14 January 2019
My name is Mary and I'm a Social Work student going into my second year here at ARU. Ask me to describe how I have found the experience so far in just one word and I would use 'phenomenal'.
Unsurprisingly, not long after starting this journey, I realised that it could possibly be the best decision I have ever made. One year on, I’ve yet to look back. Social work, to me, is protecting and fighting for those who need it the most; the power it has in making a difference for individuals, families and communities is where my passion and desire to give something back to others can be used.

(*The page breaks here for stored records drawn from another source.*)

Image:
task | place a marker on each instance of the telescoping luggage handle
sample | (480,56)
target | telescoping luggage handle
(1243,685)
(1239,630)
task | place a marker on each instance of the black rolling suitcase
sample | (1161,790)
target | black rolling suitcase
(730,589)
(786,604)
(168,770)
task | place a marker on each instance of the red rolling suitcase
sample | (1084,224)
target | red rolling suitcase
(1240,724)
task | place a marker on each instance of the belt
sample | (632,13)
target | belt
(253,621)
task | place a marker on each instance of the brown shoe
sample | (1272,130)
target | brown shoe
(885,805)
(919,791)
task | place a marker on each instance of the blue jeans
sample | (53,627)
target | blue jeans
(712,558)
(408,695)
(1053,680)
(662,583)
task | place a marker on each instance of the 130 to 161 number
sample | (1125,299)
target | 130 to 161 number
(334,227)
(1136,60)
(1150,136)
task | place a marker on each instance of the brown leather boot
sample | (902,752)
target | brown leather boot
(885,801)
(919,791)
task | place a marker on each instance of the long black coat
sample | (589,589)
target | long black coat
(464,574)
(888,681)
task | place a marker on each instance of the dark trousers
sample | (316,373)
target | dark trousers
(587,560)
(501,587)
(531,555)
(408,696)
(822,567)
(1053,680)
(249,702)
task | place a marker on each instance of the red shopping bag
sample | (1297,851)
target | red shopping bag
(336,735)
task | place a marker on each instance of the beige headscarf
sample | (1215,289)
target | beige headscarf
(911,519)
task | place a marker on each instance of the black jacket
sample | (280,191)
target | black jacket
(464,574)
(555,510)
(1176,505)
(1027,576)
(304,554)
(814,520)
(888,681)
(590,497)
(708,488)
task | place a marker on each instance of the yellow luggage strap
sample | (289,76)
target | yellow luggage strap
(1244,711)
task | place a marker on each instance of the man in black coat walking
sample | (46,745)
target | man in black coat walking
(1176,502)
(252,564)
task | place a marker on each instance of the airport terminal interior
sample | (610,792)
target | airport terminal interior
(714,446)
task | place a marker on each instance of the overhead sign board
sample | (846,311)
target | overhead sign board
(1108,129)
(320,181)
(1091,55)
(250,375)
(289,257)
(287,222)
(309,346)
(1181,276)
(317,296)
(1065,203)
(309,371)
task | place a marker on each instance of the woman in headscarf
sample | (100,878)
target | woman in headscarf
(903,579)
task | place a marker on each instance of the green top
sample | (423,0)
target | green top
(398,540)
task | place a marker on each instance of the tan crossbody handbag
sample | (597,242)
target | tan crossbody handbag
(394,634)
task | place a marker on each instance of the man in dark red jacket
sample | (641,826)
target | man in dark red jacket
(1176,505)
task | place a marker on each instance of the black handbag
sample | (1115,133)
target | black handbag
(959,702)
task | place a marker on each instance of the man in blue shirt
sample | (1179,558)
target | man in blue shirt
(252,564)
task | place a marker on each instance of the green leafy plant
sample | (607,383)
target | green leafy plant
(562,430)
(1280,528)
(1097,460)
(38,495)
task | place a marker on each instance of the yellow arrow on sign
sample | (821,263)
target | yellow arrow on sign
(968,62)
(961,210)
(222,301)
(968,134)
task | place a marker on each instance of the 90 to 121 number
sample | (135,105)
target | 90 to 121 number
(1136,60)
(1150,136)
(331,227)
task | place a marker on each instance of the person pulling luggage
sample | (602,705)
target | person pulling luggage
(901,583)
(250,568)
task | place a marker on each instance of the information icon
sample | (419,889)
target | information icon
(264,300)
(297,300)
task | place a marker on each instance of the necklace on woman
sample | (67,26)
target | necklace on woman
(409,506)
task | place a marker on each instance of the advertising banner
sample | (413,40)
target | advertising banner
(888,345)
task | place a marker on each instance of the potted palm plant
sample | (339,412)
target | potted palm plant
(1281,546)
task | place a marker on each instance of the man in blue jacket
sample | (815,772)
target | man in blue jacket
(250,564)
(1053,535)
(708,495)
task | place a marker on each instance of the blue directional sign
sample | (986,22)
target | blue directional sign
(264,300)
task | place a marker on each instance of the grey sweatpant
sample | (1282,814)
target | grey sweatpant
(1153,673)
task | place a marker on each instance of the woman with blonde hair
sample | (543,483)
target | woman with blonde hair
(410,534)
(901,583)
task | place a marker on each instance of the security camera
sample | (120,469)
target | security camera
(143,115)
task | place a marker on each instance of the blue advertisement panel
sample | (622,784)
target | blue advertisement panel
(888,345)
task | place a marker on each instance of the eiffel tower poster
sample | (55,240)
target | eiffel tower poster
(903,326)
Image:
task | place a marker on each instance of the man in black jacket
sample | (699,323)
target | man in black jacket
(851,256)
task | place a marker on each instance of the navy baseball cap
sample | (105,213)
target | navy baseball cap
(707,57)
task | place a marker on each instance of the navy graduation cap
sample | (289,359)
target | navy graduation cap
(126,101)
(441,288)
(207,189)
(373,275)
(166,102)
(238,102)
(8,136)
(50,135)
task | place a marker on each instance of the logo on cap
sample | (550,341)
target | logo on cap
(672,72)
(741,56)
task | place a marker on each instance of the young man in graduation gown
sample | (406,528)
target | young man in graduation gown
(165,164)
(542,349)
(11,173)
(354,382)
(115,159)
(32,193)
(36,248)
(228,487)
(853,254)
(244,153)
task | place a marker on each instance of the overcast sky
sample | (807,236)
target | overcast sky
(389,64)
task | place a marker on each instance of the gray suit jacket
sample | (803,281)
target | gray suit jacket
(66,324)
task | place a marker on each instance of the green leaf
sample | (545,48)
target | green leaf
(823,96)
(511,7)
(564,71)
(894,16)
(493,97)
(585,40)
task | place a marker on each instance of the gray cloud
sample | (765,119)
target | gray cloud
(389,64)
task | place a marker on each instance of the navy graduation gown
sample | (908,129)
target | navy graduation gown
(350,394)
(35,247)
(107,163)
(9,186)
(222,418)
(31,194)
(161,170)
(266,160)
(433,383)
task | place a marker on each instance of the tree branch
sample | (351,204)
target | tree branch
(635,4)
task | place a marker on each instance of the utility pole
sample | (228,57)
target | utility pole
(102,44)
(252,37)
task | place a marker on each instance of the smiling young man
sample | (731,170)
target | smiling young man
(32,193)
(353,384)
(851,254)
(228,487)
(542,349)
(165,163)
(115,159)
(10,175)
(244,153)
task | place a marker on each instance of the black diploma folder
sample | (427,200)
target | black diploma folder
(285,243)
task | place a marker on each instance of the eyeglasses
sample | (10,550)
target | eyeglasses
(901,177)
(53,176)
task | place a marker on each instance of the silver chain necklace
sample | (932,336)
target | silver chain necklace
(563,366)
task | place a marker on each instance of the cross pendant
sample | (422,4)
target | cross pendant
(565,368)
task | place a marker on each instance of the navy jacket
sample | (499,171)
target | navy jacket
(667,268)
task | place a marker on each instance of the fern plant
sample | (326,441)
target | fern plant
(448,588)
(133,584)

OK, so you're thinking about a career in social work, have a very good reason as to why you want to be a social worker and are adamant about making a positive difference to people's lives. However, you're not entirely sure what's actually involved. If you're anything like me and need to know your head from your toes on a daily basis, I'm sure more of an insight into the different roles of a social worker, how placement works and the different areas of social work as a whole, would be helpful in confirming whether this is the right course for you.
As part of the qualification, all students are required to complete two practice placements. There's one in the second year of study, which is a 70-day placement, and another in your final year, which is a 100-day placement. These can be in a statutory, voluntary (eg, charity) or an independent sector agency. Examples could be working in social work teams for a local authority, residential care homes, housing associations, palliative care services, domestic violence organisations and student units.
During placement, capability will be assessed with accordance to the Professional Capability Framework (PCF). The PCF is framework of nine domains in social work that you use throughout your whole career journey and continuous professional development.
On a day-to-day basis most social workers are working with people. The work social workers do depends on the groups of people they serve. Some of the main areas include working with children, older adults, people with disabilities and learning difficulties, people with mental health difficulties, those struggling with substance misuse or addiction and patients with acute, or sometimes terminal, diagnosis.